Welcome back to the fifth lesson of Realistic Lighting with the Phong Model! We've built a comprehensive lighting system that brings surfaces to life with ambient illumination, directional diffuse shading, and dynamic specular highlights. Our cube now exhibits convincing material properties that respond realistically to both light sources and camera movement. However, our surfaces still appear as uniform colors, lacking the rich detail and visual complexity we see in real-world materials. In this lesson, we'll bridge the gap between lighting and texturing by learning how to apply our Phong lighting calculations to textured materials. Instead of lighting solid colors, we'll illuminate detailed surface patterns, creating objects that combine the visual richness of textures with the three-dimensional realism of proper lighting. This integration represents a crucial step toward photorealistic rendering, where surface detail and lighting work together to create compelling visual experiences.

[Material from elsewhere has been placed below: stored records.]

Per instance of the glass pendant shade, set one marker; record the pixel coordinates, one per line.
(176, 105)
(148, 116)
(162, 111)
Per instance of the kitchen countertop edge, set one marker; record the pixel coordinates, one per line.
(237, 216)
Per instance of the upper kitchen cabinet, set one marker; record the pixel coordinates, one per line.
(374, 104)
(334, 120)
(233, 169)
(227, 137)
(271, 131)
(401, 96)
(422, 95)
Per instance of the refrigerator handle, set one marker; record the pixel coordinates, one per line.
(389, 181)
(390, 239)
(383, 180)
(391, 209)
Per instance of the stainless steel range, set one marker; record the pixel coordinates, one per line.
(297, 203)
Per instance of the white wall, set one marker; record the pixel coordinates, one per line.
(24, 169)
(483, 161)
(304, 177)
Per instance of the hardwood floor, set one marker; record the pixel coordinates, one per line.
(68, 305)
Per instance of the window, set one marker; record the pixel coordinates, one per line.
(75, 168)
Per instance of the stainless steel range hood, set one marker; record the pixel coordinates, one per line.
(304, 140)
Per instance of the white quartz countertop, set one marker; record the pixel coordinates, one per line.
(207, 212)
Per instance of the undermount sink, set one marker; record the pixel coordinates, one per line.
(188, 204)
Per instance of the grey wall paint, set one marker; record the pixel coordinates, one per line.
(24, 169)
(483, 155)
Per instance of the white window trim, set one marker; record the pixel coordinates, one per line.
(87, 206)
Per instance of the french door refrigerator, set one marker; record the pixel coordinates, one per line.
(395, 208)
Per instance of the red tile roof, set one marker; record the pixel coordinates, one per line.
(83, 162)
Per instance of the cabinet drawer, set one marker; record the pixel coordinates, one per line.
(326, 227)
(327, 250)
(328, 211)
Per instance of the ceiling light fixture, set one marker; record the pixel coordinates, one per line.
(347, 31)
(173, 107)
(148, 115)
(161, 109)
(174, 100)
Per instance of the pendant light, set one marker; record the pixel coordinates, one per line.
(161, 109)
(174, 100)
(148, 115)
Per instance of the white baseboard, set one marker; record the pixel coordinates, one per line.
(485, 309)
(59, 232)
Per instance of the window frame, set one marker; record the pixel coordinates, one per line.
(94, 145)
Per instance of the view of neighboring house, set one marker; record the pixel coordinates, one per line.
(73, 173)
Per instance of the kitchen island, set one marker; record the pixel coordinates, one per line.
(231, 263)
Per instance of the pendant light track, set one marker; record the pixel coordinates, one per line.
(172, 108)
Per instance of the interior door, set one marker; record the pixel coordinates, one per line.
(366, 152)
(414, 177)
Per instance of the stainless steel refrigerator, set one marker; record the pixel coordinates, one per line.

Understanding Material Colors vs Lighting

The key insight in combining textures with lighting lies in understanding the distinction between material color and lighting calculations. In our previous lessons, we used fixed colors like vColor as the base material that received lighting. Now, textures provide spatially varying material colors that change across the surface, giving us different base colors at each pixel location. The lighting calculations themselves remain unchanged: we still compute ambient, diffuse, and specular components using the same mathematical relationships. However, instead of multiplying a uniform color by our lighting factors, we multiply the texture color sampled at each fragment's UV coordinates. This approach creates surfaces where lighting reveals texture details naturally: highlights accentuate texture features, shadows hide them, and the overall three-dimensional form emerges through the interaction of surface detail and illumination. The texture essentially becomes our material's diffuse color, providing the base appearance that lighting then enhances with depth and realism.